Here, the public benefit is the much-needed assisted living facility. Regarding the detrimental effect of the application, only plaintiff Krousos and one other member of the public raised concerns. Krousos's main concern was the view from her house and back yard deck. More specifically, she objected that residents of the facility would be able to look from a higher elevation directly toward her home and her deck. To answer this concern, the applicant proposed extensive new landscaping to block the view, and presented evidence that within a few years of plant and tree growth, the sight lines from plaintiffs' property to the improvements on the applicant's land would be virtually blocked by attractive trees and shrubbery. Furthermore, the residential structure would be located at least 300 feet from plaintiffs' deck and house, thus making it unlikely that the Alzheimer's residents would interfere with plaintiffs' privacy.

Krousos presented no evidence of a diminution in property values because of the proposed use or of safety concerns because of the detention basin. As the applicant points out, the current state of plaintiffs' property is that it is located adjacent to a defunct swim club with an existing pond, buildings in disrepair, and neglected vegetation. There is no evidence that the proposed development plan will detract from plaintiffs' neighborhood or property value.

We defer to the decisions of municipal zoning officials "because of their peculiar knowledge of local conditions." Jock v.
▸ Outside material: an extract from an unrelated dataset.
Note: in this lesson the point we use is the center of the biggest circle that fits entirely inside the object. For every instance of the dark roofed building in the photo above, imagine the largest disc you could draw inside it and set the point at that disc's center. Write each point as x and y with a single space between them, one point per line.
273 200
Zoning Bd. of Adj. of Wall Twp., 184 N.J. 562, 597 (2005). Here, the local board was fully familiar with the site, its constraints and development limits, and an appropriate use of the property. The applicant made a thorough presentation of evidence that supported the board's granting of the requested variances and site plan approval. The board reviewed that evidence in its resolution and made appropriate findings. We find no merit in plaintiffs' argument that the board's resolution was inadequate to support its decision.

Plaintiffs also make a second, technical argument challenging the validity of the board action. They contend that the engineering plans that the board requested for review by the board's professional engineer were not available for public inspection at least ten days before the hearing, as required by N.J.S.A. 40:55D-10(b). Plaintiffs never raised such an objection at the time of the board hearing. Nor did plaintiff Krousos suggest during her participation in the first two hearing dates that she was interested in reviewing the engineering plans for the grading of the property.

The applicant had filed maps, pictorial renderings, and documents to show the elevation of the proposed building. Furthermore, its documented plans and the testimony of its professionals provided ample information about the grading plan and the proposed height of the structure. The board requested the engineering plans so that its own engineer could ensure the accuracy of the height projections, and it conditioned its approval of the application on those projections. There was no violation of N.J.S.A. 40:55D-10(b) or abuse of discretion by the board in proceeding to a vote before the plans had been confirmed by its engineer.

Affirmed.

FootNotes


1. Plaintiffs have never objected to the lighting design waivers or to the sign variances. We will not refer to those aspects of the application further.